Grade Prediction AI

This site will serve as a techblog for the development of our grade prediction AI.

Team ShallowMind members:

Cédric Chauvet, Department of Information Systems, Hanyang University
Zachary Frank, Department of Computer Science, Hanyang University
Emyl van der Kooi, Department of Nuclear Engineering, Hanyang University

Table of Contents

Video

Video

Introduction:

As students, we wanted to create something that was relevant to us that also made use of artificial intelligence. One of the most known websites among students is Rate My Professor. We wanted to create something similar; however, instead of using a professor rating to determine how well you would perform in a class, you can use our website to determine a grade based on factors such as study time per week, internet access, home location, and more. These predictions can be used by students to advise them on how to excel and help universities advise and design a curriculum that accommodates their students.

In the end we want to have a trained AI model, capable of producing accurate predictions based on the variables input into the AI. We want these predictions to be accessible through a web-service connected to a database. We also want functions for the continued training of the AI from user-input, such as transcripts and student results/variables. Our main model will be a neural network utilizing Keras.

We will train two models, one using the complete dataset to achieve high accuracy, and one using the reduced dataset (detailed below) since the complete dataset doesn’t fit our service (some variables are unavailable for our proposed users).

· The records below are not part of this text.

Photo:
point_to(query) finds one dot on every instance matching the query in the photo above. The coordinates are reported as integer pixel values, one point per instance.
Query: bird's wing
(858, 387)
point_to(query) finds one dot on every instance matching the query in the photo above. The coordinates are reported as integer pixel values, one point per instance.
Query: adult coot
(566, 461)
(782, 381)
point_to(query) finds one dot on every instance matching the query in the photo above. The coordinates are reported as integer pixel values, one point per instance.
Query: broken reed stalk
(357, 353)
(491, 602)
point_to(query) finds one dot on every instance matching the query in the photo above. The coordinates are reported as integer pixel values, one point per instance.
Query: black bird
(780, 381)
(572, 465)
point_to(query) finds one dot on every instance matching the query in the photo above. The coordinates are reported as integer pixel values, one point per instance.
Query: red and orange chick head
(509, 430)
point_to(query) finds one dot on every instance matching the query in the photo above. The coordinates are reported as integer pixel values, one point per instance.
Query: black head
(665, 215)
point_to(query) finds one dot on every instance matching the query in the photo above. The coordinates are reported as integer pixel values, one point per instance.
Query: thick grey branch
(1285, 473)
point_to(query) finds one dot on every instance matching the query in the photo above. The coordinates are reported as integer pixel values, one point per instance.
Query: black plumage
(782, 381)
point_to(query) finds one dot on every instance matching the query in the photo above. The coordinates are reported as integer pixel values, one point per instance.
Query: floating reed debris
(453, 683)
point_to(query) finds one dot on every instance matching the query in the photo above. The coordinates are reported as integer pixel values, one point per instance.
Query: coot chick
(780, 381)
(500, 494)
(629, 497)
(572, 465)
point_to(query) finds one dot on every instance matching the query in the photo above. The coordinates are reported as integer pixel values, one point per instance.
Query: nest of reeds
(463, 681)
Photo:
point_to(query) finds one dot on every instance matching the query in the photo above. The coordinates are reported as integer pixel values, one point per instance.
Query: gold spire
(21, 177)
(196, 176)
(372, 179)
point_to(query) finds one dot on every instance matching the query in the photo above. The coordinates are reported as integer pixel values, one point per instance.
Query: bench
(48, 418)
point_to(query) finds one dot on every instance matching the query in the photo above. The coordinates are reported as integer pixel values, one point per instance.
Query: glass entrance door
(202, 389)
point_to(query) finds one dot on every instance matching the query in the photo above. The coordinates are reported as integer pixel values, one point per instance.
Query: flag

The dataset we are using for this project is attached to the research paper “Using Data Mining to Predict Secondary School Student Performance” , where researchers used data from secondary school students in Portugal to learn what factors affect students’ performance. They applied different types of ai models, such as Neural Nets, Decision Trees and Random Forests and compared their accuracy and error rate with different output (pass/fail, A-F,0-20). Their neural net was the worst performing model but managed to score a 90.7% and 65.1% accuracy for the first two outputs, and a root mean square error of 1.36 for the regression output, which gives us some metrics to compare to.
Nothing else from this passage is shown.